For the 2018 crop year, Bond will start putting fresh numbers into his CROPPLAN calculator in November. He’s determining his crop rotation, what he can reasonably expect for a price based on new crop futures, then he adds in the COP numbers he can anticipate.
“I am able to see what I can generate for net profit potential between different crops. I can start to see what crops carry a better risk and reward package than others. It comes down to those swing acres, before I ever put the seed in the ground, determining what I’m going to grow,” he says. “A lot of components go into this, so I monitor changes in inputs and expected returns and look at my plan once a month, sometimes more often. Once you build it, it’s very easy to maintain. Then it’s just a matter of changing a variable in yield, prices or input costs.”
Bond watches input costs and may swing acres from one crop to another to avoid prolonged input expenses.

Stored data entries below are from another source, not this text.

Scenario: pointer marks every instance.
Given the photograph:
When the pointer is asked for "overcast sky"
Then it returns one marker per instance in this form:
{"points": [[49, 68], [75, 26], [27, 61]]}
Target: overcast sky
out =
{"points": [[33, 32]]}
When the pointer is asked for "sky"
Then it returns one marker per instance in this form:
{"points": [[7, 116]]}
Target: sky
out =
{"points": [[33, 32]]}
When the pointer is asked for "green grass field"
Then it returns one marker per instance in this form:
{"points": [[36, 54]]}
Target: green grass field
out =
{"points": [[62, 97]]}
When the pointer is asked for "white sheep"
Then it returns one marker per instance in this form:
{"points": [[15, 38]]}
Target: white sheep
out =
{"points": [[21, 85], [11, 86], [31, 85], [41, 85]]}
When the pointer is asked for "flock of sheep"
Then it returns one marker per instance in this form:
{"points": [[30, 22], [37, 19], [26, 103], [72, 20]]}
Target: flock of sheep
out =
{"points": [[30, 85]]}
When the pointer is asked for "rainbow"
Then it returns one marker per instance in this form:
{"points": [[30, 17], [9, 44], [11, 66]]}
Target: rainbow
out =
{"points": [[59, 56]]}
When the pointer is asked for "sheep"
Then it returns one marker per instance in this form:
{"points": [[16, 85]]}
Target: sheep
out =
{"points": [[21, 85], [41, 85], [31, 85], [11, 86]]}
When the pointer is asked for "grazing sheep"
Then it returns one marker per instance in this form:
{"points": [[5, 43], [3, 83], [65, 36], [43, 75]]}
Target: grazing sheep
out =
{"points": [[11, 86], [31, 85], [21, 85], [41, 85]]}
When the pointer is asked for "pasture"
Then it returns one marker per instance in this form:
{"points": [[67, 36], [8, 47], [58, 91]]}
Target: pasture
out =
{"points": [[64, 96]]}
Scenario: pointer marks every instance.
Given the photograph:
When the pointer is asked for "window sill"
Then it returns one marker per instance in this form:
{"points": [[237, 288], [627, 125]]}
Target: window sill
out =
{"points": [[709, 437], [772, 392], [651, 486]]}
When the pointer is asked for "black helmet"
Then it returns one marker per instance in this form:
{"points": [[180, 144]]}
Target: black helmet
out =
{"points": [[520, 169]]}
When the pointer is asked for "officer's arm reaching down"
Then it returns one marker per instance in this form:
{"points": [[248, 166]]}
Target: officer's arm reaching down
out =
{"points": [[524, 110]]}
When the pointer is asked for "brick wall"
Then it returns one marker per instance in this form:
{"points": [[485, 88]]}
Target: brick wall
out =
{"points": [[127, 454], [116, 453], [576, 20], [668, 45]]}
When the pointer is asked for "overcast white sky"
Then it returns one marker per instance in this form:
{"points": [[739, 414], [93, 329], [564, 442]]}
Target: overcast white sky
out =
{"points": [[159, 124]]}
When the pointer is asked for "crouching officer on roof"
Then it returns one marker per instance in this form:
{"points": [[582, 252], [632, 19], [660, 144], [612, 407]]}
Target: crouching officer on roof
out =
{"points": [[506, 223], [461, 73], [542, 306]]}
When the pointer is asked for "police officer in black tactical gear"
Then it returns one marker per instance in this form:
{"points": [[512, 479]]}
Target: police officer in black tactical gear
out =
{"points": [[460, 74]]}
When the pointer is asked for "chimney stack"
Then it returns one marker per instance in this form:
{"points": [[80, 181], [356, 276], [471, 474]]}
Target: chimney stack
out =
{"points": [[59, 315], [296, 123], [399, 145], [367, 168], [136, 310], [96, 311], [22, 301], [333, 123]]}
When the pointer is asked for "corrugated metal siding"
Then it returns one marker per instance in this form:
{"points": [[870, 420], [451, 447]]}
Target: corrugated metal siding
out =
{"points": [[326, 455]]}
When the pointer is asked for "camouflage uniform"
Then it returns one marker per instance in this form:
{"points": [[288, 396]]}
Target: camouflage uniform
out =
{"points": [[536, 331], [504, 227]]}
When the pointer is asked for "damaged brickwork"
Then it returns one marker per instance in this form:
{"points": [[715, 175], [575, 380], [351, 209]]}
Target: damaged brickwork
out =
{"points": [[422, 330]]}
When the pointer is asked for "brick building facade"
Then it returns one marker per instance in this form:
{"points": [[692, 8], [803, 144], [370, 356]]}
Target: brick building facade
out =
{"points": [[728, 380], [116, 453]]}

“After the crop is seeded, I start looking at it on a commodity-specific basis. If we can get more return by pushing it harder, and we’re happy with that risk analysis, then we’ll do it. If we feel there’s no return from pushing harder, then we’ll back off,” he says. “Early in the season, I have projected numbers. Once the seed is in the ground, I know some actual numbers. After we spray herbicides, we update those numbers. We do it again with fungicides, and we do it after harvest. You know where you are and where you can push it when you have accurate numbers for that risk assessment. That’s why it’s important for every farm to know its own numbers.”